The disintegration of its hepatitis C business — something ex-CEO Jeff Leiden once referred to as a "neck snapping phenomenon" — has weighed heavily on the company. It has deployed a multi-pronged strategy to diversify while defending its turf in CF, aiming to avoid a redux.
Dealmaking with up-and-coming biotechs in particularly edgy, unproven fields of science has become a key part of that plan. Since 2015, the company has either aligned itself with, or acquired biotechs pursuing CRISPR gene editing, messenger RNA therapeutics, cell therapy for diabetes, and more.
The importance of this effort became clear in October, after a setback to a key research program that knocked Vertex shares down 20% and increased scrutiny on the rest of its pipeline. One potential star has emerged already, a gene editing program from CRISPR Therapeutics that has shown promise in the blood diseases sickle cell disease and beta thalassemia.
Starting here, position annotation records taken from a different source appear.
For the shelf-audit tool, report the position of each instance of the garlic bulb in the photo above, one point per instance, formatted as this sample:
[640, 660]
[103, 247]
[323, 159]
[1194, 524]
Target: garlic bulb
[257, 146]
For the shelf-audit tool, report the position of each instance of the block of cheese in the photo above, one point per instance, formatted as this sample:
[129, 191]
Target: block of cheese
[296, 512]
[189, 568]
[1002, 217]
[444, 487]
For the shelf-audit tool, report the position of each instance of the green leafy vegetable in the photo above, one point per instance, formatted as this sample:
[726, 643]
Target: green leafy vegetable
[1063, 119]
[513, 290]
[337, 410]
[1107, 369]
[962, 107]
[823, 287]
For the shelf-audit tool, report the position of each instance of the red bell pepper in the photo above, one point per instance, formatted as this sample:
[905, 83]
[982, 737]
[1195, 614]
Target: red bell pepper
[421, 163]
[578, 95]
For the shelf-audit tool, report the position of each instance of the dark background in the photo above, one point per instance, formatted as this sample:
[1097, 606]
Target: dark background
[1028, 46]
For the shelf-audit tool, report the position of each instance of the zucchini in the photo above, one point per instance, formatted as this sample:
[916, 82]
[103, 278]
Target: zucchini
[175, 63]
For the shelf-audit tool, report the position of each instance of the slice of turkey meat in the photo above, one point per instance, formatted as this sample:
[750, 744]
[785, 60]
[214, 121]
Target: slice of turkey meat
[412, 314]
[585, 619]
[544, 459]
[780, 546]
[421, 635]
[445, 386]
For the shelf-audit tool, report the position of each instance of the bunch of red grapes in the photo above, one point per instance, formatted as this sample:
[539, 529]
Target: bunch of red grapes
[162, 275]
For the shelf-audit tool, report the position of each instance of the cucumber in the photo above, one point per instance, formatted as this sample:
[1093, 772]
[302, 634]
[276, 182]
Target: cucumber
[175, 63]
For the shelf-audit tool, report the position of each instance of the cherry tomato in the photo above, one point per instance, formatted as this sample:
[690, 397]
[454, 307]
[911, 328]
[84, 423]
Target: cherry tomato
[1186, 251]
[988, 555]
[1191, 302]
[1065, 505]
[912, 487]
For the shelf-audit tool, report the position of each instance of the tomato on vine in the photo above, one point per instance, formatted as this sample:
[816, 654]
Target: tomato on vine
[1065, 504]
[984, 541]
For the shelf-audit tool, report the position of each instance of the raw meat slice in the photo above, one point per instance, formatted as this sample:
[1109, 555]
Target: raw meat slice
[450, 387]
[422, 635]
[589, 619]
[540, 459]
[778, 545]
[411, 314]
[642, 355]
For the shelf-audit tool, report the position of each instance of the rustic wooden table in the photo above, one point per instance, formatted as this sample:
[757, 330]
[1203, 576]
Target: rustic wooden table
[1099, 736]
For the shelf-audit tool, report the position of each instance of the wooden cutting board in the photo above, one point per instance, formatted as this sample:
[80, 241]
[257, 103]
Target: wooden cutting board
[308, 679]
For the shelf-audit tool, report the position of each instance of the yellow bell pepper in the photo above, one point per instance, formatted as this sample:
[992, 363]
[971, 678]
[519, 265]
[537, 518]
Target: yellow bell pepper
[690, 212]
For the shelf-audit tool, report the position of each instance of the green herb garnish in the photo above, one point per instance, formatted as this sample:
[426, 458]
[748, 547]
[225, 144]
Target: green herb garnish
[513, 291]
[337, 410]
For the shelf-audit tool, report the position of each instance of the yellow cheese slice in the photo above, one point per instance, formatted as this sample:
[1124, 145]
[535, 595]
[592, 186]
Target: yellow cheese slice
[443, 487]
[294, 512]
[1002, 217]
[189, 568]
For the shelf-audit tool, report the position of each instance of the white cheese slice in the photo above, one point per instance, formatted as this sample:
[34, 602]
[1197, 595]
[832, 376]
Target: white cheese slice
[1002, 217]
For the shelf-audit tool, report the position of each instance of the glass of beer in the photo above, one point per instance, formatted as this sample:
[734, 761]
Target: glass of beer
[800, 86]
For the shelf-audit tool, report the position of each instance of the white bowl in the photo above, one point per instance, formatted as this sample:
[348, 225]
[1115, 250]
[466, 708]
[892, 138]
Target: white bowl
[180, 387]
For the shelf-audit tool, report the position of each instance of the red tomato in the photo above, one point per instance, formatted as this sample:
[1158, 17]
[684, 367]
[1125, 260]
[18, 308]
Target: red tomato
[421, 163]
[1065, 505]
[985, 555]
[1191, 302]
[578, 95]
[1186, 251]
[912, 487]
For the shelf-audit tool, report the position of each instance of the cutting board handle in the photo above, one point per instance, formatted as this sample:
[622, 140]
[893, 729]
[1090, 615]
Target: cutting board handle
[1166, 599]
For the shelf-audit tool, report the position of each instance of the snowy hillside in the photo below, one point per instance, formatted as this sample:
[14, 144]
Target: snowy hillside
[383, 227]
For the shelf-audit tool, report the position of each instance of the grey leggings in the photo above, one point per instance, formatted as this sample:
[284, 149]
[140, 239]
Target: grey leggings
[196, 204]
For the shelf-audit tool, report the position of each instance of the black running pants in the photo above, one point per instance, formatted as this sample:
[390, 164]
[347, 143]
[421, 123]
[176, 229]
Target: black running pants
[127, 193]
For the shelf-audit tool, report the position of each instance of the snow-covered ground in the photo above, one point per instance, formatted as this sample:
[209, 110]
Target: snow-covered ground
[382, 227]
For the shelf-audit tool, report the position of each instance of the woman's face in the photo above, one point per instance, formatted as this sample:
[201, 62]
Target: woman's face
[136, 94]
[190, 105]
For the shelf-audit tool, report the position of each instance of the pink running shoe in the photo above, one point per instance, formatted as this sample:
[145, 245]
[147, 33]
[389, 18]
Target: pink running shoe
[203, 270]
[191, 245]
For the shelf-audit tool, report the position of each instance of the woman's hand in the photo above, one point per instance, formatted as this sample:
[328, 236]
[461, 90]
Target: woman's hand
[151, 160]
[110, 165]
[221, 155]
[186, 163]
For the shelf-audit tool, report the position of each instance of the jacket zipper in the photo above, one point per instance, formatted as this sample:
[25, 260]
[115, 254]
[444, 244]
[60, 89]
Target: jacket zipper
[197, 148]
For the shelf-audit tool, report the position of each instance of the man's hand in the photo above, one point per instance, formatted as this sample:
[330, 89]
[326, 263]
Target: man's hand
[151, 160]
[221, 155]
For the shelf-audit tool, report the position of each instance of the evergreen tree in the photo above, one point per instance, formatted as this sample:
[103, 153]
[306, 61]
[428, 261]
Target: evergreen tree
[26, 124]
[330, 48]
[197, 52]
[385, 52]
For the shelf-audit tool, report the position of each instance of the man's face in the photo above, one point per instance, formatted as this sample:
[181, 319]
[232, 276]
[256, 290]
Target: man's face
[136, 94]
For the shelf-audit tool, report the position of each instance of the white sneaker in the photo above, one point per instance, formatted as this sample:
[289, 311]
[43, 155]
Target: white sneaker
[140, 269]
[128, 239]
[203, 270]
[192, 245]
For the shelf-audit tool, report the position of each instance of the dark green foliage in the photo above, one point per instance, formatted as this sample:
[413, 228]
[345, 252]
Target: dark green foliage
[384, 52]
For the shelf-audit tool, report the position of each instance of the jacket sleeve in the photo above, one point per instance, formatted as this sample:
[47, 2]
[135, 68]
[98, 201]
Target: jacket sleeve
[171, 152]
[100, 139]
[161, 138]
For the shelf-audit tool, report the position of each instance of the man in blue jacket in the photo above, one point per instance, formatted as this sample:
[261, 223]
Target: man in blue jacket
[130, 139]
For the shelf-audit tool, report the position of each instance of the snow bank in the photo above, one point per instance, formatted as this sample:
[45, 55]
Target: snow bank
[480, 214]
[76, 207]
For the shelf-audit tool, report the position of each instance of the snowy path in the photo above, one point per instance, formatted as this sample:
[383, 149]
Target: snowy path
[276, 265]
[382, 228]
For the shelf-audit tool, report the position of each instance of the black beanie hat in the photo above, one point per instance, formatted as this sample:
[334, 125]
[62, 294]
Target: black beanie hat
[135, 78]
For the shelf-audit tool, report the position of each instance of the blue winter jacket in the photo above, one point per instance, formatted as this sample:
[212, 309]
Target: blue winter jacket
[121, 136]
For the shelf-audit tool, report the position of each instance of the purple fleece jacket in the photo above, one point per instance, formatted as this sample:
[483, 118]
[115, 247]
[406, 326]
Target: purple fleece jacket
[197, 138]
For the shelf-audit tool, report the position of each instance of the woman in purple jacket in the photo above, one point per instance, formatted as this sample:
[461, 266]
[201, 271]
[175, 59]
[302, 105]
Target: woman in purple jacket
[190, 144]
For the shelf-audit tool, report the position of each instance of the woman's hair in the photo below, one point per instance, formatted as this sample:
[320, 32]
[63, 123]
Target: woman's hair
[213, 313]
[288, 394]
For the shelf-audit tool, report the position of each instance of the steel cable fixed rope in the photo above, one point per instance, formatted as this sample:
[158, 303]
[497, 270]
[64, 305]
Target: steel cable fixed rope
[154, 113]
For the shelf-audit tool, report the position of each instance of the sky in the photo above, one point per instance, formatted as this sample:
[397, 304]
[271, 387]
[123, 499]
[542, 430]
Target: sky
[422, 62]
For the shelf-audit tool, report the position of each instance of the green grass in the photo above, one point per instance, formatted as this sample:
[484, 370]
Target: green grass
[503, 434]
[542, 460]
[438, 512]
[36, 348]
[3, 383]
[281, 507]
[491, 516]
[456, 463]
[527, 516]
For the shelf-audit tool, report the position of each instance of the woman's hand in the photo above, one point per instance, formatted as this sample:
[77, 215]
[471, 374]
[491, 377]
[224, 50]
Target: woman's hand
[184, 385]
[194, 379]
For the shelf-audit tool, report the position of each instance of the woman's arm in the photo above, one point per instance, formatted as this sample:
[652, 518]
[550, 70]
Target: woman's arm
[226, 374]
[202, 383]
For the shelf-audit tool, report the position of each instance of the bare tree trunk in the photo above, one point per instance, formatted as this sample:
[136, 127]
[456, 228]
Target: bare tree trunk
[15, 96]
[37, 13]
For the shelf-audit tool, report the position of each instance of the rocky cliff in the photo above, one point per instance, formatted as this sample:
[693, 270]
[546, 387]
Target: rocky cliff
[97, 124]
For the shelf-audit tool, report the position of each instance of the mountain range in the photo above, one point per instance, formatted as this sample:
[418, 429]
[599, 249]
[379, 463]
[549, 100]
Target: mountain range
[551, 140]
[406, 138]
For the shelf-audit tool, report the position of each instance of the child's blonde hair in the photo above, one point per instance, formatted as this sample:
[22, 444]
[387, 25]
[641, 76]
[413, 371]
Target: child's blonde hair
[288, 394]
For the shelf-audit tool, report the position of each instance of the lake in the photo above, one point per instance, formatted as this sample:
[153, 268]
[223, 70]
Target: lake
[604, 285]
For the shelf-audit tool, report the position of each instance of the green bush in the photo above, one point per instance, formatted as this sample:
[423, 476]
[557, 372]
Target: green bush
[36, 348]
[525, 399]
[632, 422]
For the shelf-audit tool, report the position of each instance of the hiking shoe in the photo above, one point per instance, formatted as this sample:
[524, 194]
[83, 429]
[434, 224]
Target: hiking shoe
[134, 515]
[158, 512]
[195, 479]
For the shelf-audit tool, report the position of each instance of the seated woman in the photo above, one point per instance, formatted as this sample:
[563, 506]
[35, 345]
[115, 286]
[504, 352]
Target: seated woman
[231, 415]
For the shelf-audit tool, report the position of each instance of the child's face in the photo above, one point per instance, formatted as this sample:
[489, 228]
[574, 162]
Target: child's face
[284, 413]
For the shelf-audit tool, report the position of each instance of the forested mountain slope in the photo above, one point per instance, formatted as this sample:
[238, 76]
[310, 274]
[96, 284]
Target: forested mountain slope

Vertex continues to do deals in search of others, and that hunt has now led it to small molecule drugs meant to modify RNA, an approach that could open up access to previously untouchable drug targets. Progress understanding RNA biology and how to intentionally, effectively freeze the shifty molecules with chemical drugs has led to the formation of several new biotechs over the past few years. Though their work remains early, a number of them, including Skyhawk, Arrakis Therapeutics and Accent Therapeutics, have cut deals with large pharmaceutical companies like Roche, AstraZeneca and Merck & Co.
Vertex is the latest to join the fray and team up with Skyhawk, which has already been working with Biogen, Merck & Co., Bristol Myers Squibb and several others. The two companies didn’t divulge many details about their partnership beyond plans to treat "multiple serious diseases."
Skyhawk is working in a broad range of therapeutic categories including cancer, neurology, inflammatory conditions and rare diseases.